Friday, 29 July 2011

Decision to free Megrahi was right

[This is the heading over a letter from David McEwan Hill published in today's edition of The Herald. It reads as follows:]

The fact that Abdelbaset Ali Mohmed al Megrahi, the man convicted of the Lockerbie bombing, is refusing to die on schedule makes no difference whatsoever to the decision to release him – based carefully and correctly on all the legal conditions required to justify this (“So daft to expect Gaddafi to retire to Dun-dictating, The Herald, July 28).

The trial of this man at Camp Zeist remains a blot on Scotland’s record. It cannot be described as a “fair trial”, as Hans Koechler, the UN observer at the court, observed. I find it painful to have it described as a Scottish trial.

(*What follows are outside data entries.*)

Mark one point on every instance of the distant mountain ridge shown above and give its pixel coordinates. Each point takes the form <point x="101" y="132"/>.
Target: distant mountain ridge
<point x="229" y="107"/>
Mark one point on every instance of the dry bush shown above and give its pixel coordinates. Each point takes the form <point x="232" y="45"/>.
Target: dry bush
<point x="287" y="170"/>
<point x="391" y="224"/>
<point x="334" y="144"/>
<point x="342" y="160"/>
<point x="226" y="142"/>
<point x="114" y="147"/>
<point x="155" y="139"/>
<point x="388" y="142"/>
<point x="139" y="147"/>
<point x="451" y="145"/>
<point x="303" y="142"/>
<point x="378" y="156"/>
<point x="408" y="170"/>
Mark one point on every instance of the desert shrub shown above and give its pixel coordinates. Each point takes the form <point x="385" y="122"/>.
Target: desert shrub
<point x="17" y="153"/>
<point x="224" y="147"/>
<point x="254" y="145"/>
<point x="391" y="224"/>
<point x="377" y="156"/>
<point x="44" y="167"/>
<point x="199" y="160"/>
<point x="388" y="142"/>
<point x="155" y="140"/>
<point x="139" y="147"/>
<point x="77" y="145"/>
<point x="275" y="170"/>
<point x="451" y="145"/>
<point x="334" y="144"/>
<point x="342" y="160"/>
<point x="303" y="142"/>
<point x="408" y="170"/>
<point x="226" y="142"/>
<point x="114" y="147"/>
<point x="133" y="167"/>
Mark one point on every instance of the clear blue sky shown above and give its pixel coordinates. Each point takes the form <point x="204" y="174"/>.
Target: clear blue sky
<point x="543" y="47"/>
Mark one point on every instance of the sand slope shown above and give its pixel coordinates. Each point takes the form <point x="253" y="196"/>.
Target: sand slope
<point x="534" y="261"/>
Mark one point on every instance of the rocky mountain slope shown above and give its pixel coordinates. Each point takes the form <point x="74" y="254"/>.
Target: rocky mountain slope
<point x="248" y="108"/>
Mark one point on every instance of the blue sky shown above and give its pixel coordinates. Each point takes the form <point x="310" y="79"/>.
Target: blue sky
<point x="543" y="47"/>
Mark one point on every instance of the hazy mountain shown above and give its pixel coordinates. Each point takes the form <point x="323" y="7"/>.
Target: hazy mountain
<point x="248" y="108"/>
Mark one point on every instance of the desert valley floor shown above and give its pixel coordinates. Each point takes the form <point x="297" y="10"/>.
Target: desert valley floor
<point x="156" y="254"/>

[A letter from David Stevenson in today's edition of The Scotsman reads as follows:]

You say that "Megrahi is a living rebuke to (justice secretary, Kenny] MacAskill" (leader, 28 July).

MacAskill followed the rules and in my view should be commended for doing so and for showing common sense and compassion.

Along with many other Scots, I see Abdelbaset Ali Mohmed al-Megrahi as a living rebuke to a legal system which condemned him on very shaky evidence and which has failed properly to re-examine his case and what really happened at Lockerbie. It is still not too late to do this.

1 comment:

  1. MacAskill did NOT follow the rules. There was an appeal there which he allowed the Scottish Judiciary to ignore. There was a fight there to be fought by an SNP government and they ducked out. Shame on them.